La troisième décision pastorale du pape François, le 4 avril 2017 concernait les mariages : il a accordé aux prêtres de la Fraternité Saint-Pie‑X de pouvoir célébrer des mariages de manière valide, lorsqu’il n’y a pas d’autre prêtre qui puisse recevoir le consentement des mariés.
La question liturgique, les excommunications levées et ces dispositions pastorales prises, il reste le dialogue doctrinal : c’est la mission confiée maintenant à une section de la Doctrine de la foi, comme l’écrit Andrea Tornielli : « Le thème doctrinal reste l’unique, mais aussi le plus important, à être ouvert. »
Les nouveaux artisans du dialogue
Il signale aussi le changement intervenu à la tête de la Fraternité Saint-Pie X : c’est en effet un Italien, l’abbé Davide Pagliarani, qui a été élu en juillet 2018 en remplacement du Suisse Mgr Bernard Fellay, qui achevait son deuxième mandat de supérieur général, lors du 4e chapitre général de la Fraternité. Le mandat est de 12 ans. Mgr Alfonso de Galarreta Genua, est son premier assistant et l’abbé Christian Bouchacourt son conseiller généra [NDLR de LPL : en réalité, M. l’abbé Bouchacourt est Second Assistant Général. Les Conseillers Généraux sont Mgr Fellay et M. l’abbé Schmidberger].
Mgr [NDLR de LPL : M. l’abbé et non Mgr, car le nouveau Supérieur Général n’est pas évêque] Davide Pagliarani, 48 ans, Italien, était en charge du séminaire Notre-Dame Co-rédemptrice de La Reja, en Argentine, depuis 2012. Il a été ordonné prêtre en 1996 par Mgr Fellay. Il a exercé son apostolat à Rimini (Italie), puis à Singapour, avant d’être nommé supérieur du district d’Italie de 2006 à 2012. Il a connu le futur pape François, l’archevêque de Buenos Aires, le cardinal Jorge Mario Bergoglio.
Mgr de Galaretta, 62 ans, né en Espagne et émigré en Argentine, a été ordonné prêtre à Buenos Aires en 1980 par Mgr Lefebvre et ordonné évêque le 30 juin 1988, sans consentement pontifical. Benoît XVI a levé son excommunication en 2009. Il a été supérieur du District d’Amérique latine (1985–1988).
L’abbé Christian Bouchacourt, 59 ans, un Français, originaire de Strasbourg, nommé supérieur du District de France de la Fraternité en 2014 pour un mandat de six ans. Il a été supérieur du District d’Amérique du Sud (2003–2014). Il a aussi connu Mgr Bergoglio.
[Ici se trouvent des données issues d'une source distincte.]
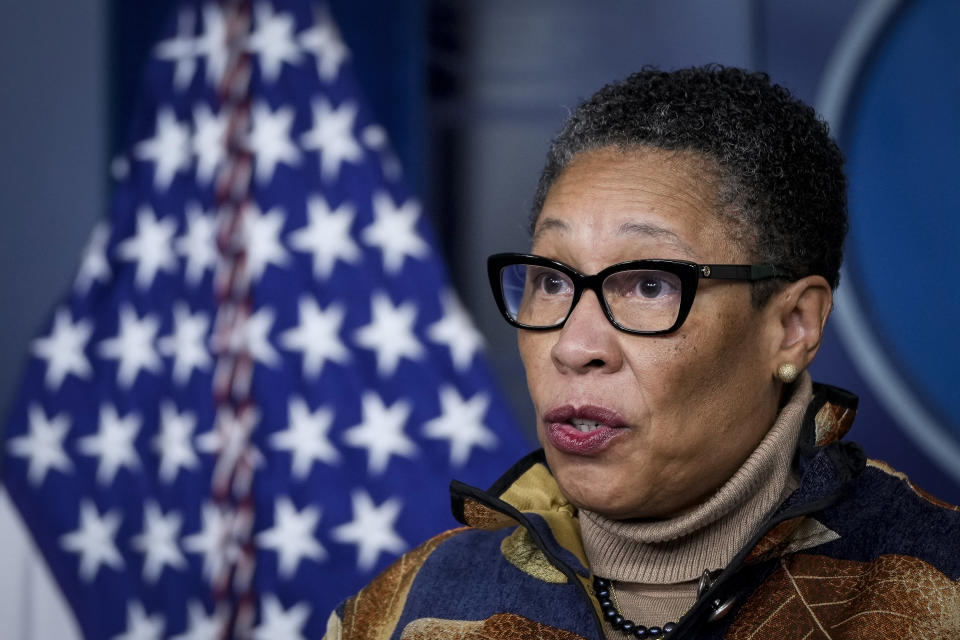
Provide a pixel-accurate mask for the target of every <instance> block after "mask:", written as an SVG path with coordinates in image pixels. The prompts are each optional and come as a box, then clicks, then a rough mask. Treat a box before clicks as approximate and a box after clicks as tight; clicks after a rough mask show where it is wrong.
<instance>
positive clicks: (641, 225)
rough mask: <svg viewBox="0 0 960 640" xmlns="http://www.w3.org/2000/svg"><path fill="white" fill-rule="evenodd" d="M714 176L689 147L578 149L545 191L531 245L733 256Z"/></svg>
mask: <svg viewBox="0 0 960 640" xmlns="http://www.w3.org/2000/svg"><path fill="white" fill-rule="evenodd" d="M717 175H718V173H717V171H716V170H715V167H714V165H712V163H711V162H710V161H709V160H708V159H706V158H704V157H703V156H701V155H700V154H696V153H693V152H672V151H661V150H650V149H641V150H629V151H620V150H617V149H612V148H608V149H600V150H595V151H590V152H585V153H582V154H580V155H578V156H577V157H576V158H575V159H574V160H573V161H572V162H571V163H570V164H569V165H568V166H567V168H566V169H565V170H564V172H563V173H562V174H560V176H559V177H558V178H557V179H556V180H555V181H554V183H553V185H552V186H551V187H550V189H549V191H548V192H547V195H546V198H545V200H544V205H543V208H542V210H541V212H540V216H539V217H538V219H537V222H536V225H535V227H534V236H533V247H534V250H535V251H548V252H553V253H554V254H556V255H555V257H558V258H566V259H570V257H571V256H569V255H564V253H578V252H586V253H588V254H590V253H592V254H593V255H595V256H597V259H598V260H599V258H600V256H609V258H607V259H610V260H612V259H619V260H629V259H637V258H642V257H664V258H665V257H674V258H684V259H688V260H697V261H707V260H711V261H713V260H718V259H721V258H722V259H732V258H734V257H739V256H738V255H734V254H739V251H738V250H737V247H736V243H734V242H733V241H732V237H731V234H730V232H729V230H728V229H727V226H728V225H727V222H726V220H724V219H722V218H721V216H720V214H719V211H720V205H719V203H718V197H717V184H718V178H717ZM644 253H645V254H647V255H639V254H644ZM654 253H655V254H656V255H653V254H654ZM718 254H720V255H718Z"/></svg>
Tornielli précise que le dialogue se poursuivra donc du côté de Rome sous la houlette du cardinal Luis Ladaria Ferrer, 74 ans, un jésuite espagnol, auparavant secrétaire de cette même congrégation (2008–2017) où il avait été nommé par Benoît XVI : « Les nouveaux responsables ont en effet annoncé vouloir demander une autre discussion avec le Saint-Siège sur les textes du Concile oecuménique Vatican II : un thème délicat qui sera abordé par le préfet de la Congrégation pour la doctrine de la Foi, le cardinal Luis Ladaria ».